Charleston’s Quieter Lessons

By Heather Wilhelm Published on June 25, 2015

Last Thursday, America woke up to the horrifying news of a massacre in a historic black church. Dylann Roof, a devout racist, walked into a Bible study, listened to innocent people discuss their faith for an hour, and then shot and killed nine of them in cold blood.

Two days after the killings, Americans were shocked once again — but this time, the surprise came from the families and friends of the murdered churchgoers. One by one, gathered at Roof’s bond hearing, a group of Christians publicly forgave and prayed for a decidedly evil person who, except for a few fleeting, eye-flickering onscreen moments, seemed without a soul.

It was the Gospel in practice. It’s not something you see every day, at least not in the fever swamps of our relentless, gurgling, insatiable media, which increasingly resembles a starving narrative monster on speed. As an ever-imperfect Christian, the forgiveness was humbling — almost shamefully so — to watch. Sadly, for some, Charleston’s transcendent moment appears to be slipping away, likely because it was so contrary, and so foreign, to our media culture at large.

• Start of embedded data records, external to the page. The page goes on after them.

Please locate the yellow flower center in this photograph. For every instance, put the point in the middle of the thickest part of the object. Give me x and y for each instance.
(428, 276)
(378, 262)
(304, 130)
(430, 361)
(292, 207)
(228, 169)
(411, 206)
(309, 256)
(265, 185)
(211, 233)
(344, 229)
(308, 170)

From one corner, for instance, we are now told that forgiveness is a tool of oppression. “The almost reflexive demand for forgiveness, especially for those dealing with death by racism, is about protecting whiteness, and America as a whole,” wrote Stacey Patton in Monday’s Washington Post. “What white people are really asking for when they demand forgiveness from a traumatized community is absolution,” Roxanne Gay argued in Wednesday’s New York Times. “Can’t remember any campaign to ‘love’ and ‘forgive’ in the wake of ISIS beheadings,” Atlantic monthly writer Ta-Nehisi Coates wrote on Twitter.

That last point is undoubtedly true. But here’s the problem: Prior to the church’s radical act of forgiveness, there was no large-scale “campaign” or “demand” or “narrative” that asked them to do anything of the sort. Search the news and social media leading up to that mind-blowing hearing, and you’ll come up empty. Very few, in fact, saw anything like the church’s response coming. That’s what made it so unexpected, so beautiful and so astonishing — and, in a culture that often thrives on outrage, so disorienting.

Charleston’s forgiveness also highlighted another festering cultural oddity: the growing inability, at least in certain circles, to discern between the public and the private. Numerous commentators scratched their heads at the church’s magnanimity, noting that they could never do the same — which is fine, really, but who made this about you?

“Suppose we don’t want to forgive Roof?” wrote Alex Beam in The Boston Globe. “I don’t. It’s nowhere in my heart.” (OK, good to know.) Elizabeth Stoker Bruenig, doubling down at the New Republic, argued that the church’s forgiveness “presents a challenge to the onlooking public: are we ignoring their wishes if we do not join them in forgiving Roof?”

Really? Could anything be more solipsistic? (Spoiler alert: Yes, something could be more solipsistic. On the very same day, in the very same publication, a white woman wrote that the Charleston attack was, deep down, all about her.) One can forgive youngish writers for thinking everything is about them, I suppose. It’s an idea lovingly nurtured by our growing online media culture, which fosters a sprawling, quarrelsome and largely fake world in which largely fake narratives — often surrounding the self and its many variations — can easily take hold.

“Today’s media do enable us to communicate and to share our knowledge and affections,” Pope Francis wrote in his latest encyclical, Laudato Si. “Yet at times they also shield us from direct contact with the pain, the fears and the joys of others and the complexity of their personal experiences.”

Say what you will about the Pope’s questionable economic prescriptions, but he seems to have the modern media machine down cold. It’s easy to be petty, disingenuous or cruel when you’re not looking someone in the eye.

Deep in the press coverage surrounding Dylann Roof, we read that he was often “locked in his room looking up bad stuff on his computer,” according to a family member. This is not to blame the Internet for the killings: Roof’s evil and his racism were solely his own, and their roots are far more complicated than that. But there are clear signs that he lived in a half-imaginary world, one that enabled his racism and also almost crumbled when he saw, in real time, the loveliness of his future victims: He almost didn’t go through with the shooting, he told police, “because everyone was so nice to him.”

It’s a heartbreaking, infuriating image. It’s also a testament to the value of real-world interaction and living faith, which almost overcame evil on that Wednesday night. Paired with the radical forgiveness from the Charleston church community, it may be the greatest witness for Christianity in a long time. It’s also a challenge for us all, regardless of faith: The power of example, after all, almost always trumps lecture and debate.